In response to the Skills England report published in October 2025, which highlights a significant tech and AI skills gap hindering the uptake of artificial intelligence across the construction sector, this piece reflects on what that gap really means for the industry and how we can bridge it.
The AI Skills for the UK Workforce report by Skills England shows that while AI has the potential to transform productivity and safety across key growth sectors, including construction, many organisations are struggling to adopt AI due to poor digital literacy, unclear understanding of relevant skills, and a lack of structured training pathways. Without addressing these barriers, the construction sector risks lagging behind others in realising the benefits of AI tools that could enhance safety, compliance and operational performance.
AI isn’t about replacing people on site; it’s about giving them better information, stronger safeguards, and more time to do their jobs safely and productively.
However, the Skills England report is right: construction is facing a significant AI skills gap. But the gap isn’t simply a lack of technical capability; it’s a gap in confidence, clarity, and practical use cases that genuinely add value on live sites and, most importantly, the digital foundation to extract maximum benefit from this emerging technology.
From my perspective in digital transformation, AI is often talked about in abstract terms, especially given the buzz surrounding it at the moment. Its value becomes very real when we connect it directly to the industry’s biggest operational challenges: getting people on site safely, ensuring compliance, improving productivity, and giving project leaders and site teams visibility they’ve never had before.

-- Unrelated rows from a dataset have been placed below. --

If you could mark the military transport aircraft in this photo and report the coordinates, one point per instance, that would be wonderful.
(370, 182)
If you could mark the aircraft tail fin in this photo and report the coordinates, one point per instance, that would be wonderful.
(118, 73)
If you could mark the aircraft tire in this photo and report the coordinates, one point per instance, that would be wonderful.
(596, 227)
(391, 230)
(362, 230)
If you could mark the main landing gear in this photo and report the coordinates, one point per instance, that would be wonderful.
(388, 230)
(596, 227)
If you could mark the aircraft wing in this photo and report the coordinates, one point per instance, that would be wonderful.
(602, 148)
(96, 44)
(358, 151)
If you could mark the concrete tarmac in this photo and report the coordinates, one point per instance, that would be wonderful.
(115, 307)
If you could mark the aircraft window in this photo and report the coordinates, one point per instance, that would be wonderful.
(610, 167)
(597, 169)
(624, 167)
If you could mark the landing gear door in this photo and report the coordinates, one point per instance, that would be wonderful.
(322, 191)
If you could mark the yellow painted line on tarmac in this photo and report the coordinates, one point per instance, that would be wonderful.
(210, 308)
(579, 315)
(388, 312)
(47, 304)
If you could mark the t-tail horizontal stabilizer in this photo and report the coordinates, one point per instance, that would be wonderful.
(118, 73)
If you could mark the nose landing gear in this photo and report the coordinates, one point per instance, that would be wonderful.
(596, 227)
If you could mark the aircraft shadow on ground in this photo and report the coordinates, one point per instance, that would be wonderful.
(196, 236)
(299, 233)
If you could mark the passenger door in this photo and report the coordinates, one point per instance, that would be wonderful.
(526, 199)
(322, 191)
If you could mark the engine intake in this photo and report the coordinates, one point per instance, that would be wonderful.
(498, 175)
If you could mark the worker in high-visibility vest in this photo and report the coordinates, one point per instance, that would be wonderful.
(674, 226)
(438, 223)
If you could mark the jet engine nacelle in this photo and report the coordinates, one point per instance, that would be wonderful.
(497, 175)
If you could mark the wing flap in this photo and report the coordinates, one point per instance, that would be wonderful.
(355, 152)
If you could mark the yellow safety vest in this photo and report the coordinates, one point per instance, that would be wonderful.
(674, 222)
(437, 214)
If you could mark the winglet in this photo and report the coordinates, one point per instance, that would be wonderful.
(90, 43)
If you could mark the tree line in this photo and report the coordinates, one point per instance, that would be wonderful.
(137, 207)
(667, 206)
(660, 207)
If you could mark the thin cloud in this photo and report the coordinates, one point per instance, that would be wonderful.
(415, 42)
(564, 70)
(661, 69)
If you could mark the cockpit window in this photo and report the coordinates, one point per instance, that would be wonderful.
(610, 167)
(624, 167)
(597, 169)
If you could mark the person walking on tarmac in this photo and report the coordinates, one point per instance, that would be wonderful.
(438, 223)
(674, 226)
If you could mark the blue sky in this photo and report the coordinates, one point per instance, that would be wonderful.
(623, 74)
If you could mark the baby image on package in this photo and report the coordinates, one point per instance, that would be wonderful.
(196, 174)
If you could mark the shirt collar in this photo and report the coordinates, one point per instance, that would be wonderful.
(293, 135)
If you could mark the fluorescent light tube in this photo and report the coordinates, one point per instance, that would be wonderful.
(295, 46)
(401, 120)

These challenges appear across every level of the construction companies we work with—from commercial teams trying to evidence compliance, to site teams dealing with labour bottlenecks, through to leadership struggling to consolidate data from multiple systems.
AI is becoming most valuable where construction leaders need faster decisions, validated data, and clear risk indicators. But it only works when workforce data is accurate, real-time, and verified. The industry, and organisations within it, must first standardise how they capture, check, and share digital information, because AI cannot compensate for incomplete or unreliable site data—especially if it is still reliant on paper forms or basic digital forms.
Without this, there is a risk that AI’s value is limited to task-based, individual productivity gains, such as capturing meeting minutes and actions, rather than real transformation and properly leveraging AI’s capability in analysing and presenting back vast amounts of data.
And we have to be honest about the pitfalls. AI is not a silver bullet. It can recommend, flag, and predict—but it should never replace human judgment, particularly where worker wellbeing or legal compliance is concerned. Those skilled and experienced individuals on sites need to help determine the guardrails for the technology, ensuring it is not over-relied on and remains a tool to support decisions and raise risks, not the decision-maker in its own right.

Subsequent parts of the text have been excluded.